I'm assuming you're thinking of building in 1:20.3, in which case 1" is really close to .050" - too thick to easily bend cold. What I have successfully done in the past was to heat pieces of styrene in boiling water (a glass cup in the microwave works beautifully), which softens the styrene enough to bend easily. If possible, bend the styrene around a form and clamp it in place while heating (scotch tape worked for me). If not, heat it and then clamp it to a form before it cools.


----------



## hunteman (Dec 27, 2007)

I am building in 1:20.3 using boiling water is a great idea. Thanks. The only thing I was considering was a hot air gun which just wasn't working.


----------



## Ironton (Jan 2, 2008)

Here is what I would do. First cut out the web from plastic in the hockey stick shape. This will be your main structural support. Make it as good as you can. Now take some material whose thickness is the size of flange you want. Use the boiling water trick to soften it. Now while it is hot and soft clamp it to the web you cut out. When it has cooled you can glue it on to make the H shape you are looking for. 

Hope this helps.


----------



## Cougar Rock Rail (Jan 2, 2008)

I would second Rich's idea--build the web first, even if you have to glue several pieces together if you can't find a sheet big enough to cut it from, then glue on the flanges later. I think you'll have trouble keeping things from looking distorted if you use heat but if you can actually buy an H beam that size it might be worth trying first. 
Neat project, good luck with it! 

Keith


----------



## SD90WLMT (Feb 16, 2010)

I also think you may distort the heck out of a H section.. 

Try a scale drawing first to see just what your doing.. 
I would lean towards fabricating them, plus then you can add all those great rivets on both flanges, for those rivet counters here!! ha!! 

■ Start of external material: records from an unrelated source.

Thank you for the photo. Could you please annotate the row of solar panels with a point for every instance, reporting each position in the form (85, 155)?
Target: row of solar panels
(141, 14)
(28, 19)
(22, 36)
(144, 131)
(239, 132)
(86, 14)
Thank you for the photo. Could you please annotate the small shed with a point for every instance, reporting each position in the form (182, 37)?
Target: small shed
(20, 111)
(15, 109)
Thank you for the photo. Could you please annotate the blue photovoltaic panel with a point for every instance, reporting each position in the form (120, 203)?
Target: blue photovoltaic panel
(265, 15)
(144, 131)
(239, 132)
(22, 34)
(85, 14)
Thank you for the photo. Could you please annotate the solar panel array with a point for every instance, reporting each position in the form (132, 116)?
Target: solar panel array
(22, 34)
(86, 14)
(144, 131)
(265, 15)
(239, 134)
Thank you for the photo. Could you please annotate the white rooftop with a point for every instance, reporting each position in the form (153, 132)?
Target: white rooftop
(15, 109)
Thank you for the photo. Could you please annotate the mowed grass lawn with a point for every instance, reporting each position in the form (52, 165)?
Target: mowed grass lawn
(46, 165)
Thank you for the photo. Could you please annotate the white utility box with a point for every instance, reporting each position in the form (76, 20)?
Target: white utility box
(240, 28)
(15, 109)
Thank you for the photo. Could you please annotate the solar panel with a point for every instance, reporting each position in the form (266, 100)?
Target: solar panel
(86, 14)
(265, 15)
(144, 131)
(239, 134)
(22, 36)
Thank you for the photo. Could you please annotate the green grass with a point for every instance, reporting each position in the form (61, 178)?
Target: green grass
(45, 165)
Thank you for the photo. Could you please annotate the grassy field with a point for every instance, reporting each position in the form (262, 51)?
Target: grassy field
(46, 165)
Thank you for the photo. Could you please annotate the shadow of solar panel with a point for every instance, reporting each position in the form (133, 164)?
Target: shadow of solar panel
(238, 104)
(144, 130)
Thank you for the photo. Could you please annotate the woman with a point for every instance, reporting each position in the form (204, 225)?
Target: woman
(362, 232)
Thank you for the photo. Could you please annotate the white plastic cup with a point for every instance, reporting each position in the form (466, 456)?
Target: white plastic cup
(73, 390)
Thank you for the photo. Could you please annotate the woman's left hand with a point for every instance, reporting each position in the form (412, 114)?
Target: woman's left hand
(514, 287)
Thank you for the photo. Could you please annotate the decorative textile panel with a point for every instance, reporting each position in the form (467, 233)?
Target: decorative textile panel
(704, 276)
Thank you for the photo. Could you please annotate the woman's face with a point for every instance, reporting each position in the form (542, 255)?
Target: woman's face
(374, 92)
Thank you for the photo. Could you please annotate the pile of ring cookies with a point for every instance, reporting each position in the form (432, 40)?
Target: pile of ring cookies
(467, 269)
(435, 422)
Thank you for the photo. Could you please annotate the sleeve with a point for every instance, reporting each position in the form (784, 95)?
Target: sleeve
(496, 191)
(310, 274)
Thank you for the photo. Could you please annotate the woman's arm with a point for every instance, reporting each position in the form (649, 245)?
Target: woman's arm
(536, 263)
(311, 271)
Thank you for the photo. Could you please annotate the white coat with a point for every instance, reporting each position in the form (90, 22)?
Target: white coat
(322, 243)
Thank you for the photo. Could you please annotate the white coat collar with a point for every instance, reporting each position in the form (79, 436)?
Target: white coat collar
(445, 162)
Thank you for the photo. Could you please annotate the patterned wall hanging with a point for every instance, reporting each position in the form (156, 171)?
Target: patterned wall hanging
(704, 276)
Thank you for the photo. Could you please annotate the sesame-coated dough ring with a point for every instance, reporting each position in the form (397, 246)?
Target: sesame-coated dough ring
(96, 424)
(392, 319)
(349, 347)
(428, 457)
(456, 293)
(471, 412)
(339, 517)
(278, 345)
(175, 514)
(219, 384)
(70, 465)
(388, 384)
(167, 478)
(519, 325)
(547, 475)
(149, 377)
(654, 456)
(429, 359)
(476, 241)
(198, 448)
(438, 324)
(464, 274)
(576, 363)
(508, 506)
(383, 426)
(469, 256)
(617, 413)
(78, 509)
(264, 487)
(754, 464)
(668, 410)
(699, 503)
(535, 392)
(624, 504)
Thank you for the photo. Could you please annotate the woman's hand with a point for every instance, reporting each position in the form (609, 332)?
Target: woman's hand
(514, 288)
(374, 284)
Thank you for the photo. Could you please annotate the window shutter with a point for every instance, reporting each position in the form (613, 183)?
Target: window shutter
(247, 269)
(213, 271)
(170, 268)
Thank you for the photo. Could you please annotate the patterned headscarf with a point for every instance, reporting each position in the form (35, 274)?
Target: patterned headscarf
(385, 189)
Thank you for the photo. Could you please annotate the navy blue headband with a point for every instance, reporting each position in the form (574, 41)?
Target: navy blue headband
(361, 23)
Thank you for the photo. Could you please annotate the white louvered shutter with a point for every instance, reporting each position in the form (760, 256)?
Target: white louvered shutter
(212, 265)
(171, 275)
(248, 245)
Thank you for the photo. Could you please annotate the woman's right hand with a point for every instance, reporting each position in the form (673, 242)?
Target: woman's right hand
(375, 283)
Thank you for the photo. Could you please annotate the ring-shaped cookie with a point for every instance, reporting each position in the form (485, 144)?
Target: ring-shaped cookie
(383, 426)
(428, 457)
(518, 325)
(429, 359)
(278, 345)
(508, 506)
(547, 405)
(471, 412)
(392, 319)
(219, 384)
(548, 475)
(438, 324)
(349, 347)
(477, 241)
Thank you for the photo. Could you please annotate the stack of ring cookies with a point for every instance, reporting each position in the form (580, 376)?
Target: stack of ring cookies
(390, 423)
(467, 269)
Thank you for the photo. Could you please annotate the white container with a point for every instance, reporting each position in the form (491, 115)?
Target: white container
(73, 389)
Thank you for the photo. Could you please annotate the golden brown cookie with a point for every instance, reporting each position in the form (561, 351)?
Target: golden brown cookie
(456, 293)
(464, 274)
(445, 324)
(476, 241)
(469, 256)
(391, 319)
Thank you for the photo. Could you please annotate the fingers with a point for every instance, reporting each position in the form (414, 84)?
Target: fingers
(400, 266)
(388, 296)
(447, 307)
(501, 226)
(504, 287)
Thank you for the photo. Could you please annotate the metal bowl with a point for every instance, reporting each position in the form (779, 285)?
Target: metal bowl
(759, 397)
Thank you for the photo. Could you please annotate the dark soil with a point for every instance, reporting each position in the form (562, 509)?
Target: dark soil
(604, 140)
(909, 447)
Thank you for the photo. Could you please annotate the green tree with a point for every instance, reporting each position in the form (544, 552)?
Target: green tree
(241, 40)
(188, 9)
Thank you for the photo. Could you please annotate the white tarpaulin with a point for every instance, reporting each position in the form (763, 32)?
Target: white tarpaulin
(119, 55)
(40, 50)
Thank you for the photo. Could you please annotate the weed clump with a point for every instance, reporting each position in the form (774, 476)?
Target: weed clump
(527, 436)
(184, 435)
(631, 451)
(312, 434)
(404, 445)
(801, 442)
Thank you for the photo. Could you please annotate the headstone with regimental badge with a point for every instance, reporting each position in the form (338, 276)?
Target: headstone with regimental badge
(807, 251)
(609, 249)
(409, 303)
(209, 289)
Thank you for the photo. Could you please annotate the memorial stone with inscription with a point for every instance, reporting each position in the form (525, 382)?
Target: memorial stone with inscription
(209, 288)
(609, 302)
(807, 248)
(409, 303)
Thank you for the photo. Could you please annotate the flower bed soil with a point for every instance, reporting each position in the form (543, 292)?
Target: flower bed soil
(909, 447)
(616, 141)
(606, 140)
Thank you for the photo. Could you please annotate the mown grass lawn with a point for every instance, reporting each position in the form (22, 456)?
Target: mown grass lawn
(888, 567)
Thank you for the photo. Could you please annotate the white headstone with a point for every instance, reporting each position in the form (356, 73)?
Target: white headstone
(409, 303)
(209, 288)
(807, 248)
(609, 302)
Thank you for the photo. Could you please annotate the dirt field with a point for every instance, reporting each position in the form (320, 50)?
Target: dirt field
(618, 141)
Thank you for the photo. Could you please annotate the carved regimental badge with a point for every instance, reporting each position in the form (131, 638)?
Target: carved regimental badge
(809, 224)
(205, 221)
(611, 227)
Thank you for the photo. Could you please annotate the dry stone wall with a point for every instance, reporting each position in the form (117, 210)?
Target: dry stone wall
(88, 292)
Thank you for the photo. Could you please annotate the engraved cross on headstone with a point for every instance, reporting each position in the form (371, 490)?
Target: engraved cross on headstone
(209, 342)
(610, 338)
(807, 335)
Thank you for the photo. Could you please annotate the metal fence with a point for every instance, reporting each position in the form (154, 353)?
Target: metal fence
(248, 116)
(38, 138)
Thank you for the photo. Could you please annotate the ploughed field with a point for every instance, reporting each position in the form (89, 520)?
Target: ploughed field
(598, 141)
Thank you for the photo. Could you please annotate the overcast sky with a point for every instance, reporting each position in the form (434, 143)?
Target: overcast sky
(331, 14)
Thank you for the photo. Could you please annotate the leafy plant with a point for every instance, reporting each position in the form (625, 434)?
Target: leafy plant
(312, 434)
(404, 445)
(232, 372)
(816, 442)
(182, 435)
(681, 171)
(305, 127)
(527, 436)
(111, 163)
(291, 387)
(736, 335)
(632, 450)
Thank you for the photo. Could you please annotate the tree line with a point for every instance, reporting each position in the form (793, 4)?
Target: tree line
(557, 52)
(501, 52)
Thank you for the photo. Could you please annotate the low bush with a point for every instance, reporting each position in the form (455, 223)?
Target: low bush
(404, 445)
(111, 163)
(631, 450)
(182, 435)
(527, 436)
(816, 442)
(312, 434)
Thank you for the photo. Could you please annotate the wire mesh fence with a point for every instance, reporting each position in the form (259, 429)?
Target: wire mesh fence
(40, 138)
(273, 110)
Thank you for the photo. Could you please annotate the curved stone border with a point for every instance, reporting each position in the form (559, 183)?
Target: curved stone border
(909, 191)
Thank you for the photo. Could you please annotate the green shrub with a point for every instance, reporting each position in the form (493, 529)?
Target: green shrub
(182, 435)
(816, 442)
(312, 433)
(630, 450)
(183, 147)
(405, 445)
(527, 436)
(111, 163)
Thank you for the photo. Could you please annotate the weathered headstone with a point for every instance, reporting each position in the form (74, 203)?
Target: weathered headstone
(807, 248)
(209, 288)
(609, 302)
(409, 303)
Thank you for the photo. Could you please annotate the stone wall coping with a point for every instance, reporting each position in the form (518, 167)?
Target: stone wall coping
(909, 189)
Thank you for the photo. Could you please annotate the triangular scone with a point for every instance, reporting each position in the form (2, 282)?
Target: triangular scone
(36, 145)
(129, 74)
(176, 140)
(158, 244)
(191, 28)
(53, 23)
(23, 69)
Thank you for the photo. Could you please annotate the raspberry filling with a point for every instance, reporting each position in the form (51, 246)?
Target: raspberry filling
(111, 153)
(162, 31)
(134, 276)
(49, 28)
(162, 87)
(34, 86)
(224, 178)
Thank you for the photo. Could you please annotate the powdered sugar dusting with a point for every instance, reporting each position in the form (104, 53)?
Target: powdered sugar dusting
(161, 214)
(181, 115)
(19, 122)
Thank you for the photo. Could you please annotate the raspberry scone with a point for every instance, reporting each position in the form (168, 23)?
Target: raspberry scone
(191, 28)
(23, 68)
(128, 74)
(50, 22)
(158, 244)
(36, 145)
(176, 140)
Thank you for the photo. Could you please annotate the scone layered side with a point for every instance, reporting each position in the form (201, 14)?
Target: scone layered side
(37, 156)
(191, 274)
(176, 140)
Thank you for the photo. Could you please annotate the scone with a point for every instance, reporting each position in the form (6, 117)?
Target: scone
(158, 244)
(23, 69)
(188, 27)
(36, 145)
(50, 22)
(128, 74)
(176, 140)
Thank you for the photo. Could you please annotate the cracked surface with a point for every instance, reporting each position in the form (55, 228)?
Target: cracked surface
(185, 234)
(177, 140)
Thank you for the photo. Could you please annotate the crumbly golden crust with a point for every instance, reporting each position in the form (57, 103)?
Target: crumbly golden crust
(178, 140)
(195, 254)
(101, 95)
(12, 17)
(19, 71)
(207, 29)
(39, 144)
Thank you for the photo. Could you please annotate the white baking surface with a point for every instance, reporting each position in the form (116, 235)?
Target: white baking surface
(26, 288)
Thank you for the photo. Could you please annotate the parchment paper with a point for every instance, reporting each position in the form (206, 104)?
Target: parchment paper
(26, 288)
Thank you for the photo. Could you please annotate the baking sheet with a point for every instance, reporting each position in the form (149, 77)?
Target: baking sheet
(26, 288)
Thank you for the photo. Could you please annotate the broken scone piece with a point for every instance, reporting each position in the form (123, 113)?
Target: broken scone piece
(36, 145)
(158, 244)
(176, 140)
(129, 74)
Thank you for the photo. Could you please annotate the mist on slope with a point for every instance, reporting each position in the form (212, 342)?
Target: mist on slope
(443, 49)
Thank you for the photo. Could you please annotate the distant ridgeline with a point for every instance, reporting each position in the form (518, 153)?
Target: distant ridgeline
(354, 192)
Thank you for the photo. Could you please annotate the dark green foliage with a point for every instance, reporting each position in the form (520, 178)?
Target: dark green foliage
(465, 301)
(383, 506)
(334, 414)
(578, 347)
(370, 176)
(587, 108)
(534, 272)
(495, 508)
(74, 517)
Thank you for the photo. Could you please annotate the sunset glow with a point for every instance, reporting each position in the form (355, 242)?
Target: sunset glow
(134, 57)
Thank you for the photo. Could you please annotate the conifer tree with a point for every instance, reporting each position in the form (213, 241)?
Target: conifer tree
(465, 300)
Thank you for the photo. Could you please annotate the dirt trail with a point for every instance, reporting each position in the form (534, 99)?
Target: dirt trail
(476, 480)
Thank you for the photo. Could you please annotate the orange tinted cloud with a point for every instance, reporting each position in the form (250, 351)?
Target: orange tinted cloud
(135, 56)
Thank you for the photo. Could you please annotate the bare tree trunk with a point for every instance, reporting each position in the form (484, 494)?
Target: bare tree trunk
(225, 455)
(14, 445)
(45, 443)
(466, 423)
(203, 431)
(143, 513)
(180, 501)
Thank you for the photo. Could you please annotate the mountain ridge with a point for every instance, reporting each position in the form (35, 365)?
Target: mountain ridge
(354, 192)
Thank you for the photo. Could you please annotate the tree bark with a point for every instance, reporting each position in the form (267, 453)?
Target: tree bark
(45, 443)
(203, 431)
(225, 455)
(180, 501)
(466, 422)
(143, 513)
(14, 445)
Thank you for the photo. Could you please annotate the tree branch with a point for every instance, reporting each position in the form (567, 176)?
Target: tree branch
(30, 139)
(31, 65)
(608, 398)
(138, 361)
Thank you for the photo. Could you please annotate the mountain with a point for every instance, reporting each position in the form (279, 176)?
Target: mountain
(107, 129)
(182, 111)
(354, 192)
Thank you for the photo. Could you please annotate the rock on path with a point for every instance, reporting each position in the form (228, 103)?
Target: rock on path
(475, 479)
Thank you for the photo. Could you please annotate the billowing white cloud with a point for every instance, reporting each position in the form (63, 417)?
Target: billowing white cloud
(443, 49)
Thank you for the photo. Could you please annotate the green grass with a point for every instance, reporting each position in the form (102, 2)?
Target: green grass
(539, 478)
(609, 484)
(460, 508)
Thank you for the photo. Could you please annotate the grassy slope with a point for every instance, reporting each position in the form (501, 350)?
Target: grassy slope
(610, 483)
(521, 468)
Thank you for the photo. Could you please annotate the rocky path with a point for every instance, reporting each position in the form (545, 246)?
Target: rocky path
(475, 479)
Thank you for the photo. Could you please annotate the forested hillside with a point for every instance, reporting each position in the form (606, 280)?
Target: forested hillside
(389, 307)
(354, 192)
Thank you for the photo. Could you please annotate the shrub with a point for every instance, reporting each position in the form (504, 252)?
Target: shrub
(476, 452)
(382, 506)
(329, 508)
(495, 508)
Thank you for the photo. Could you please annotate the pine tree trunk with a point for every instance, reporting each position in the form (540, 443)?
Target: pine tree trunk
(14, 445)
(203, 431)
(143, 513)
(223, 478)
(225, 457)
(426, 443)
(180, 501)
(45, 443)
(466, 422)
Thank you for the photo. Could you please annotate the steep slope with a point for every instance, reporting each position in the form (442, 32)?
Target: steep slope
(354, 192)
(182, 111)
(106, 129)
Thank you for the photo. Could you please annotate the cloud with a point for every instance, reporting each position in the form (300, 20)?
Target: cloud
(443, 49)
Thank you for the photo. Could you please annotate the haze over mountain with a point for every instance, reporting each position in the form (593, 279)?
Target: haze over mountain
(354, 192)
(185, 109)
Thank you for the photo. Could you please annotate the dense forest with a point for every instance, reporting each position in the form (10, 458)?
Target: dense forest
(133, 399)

cut 4 pieces into J's and add to that - even in fixture to align the parts.. or laminate J's from thin stock, easy to cut and stronger.... 

have'N fun yet!!? 

Dirk - DMS Ry.


----------



## DKRickman (Mar 25, 2008)

I will add that you might want to build a form, rather than bending the pieces in place. If you have a scroll saw (or at least decent skills with a coping or jeweler's saw), I would suggest cutting the desired curves out of a block of wood. Sand the cut so that the resulting three pieces can be clamped together with your styrene between them. Without some way to hold the piece across the entire width, you're likely to end up with too much distortion.


----------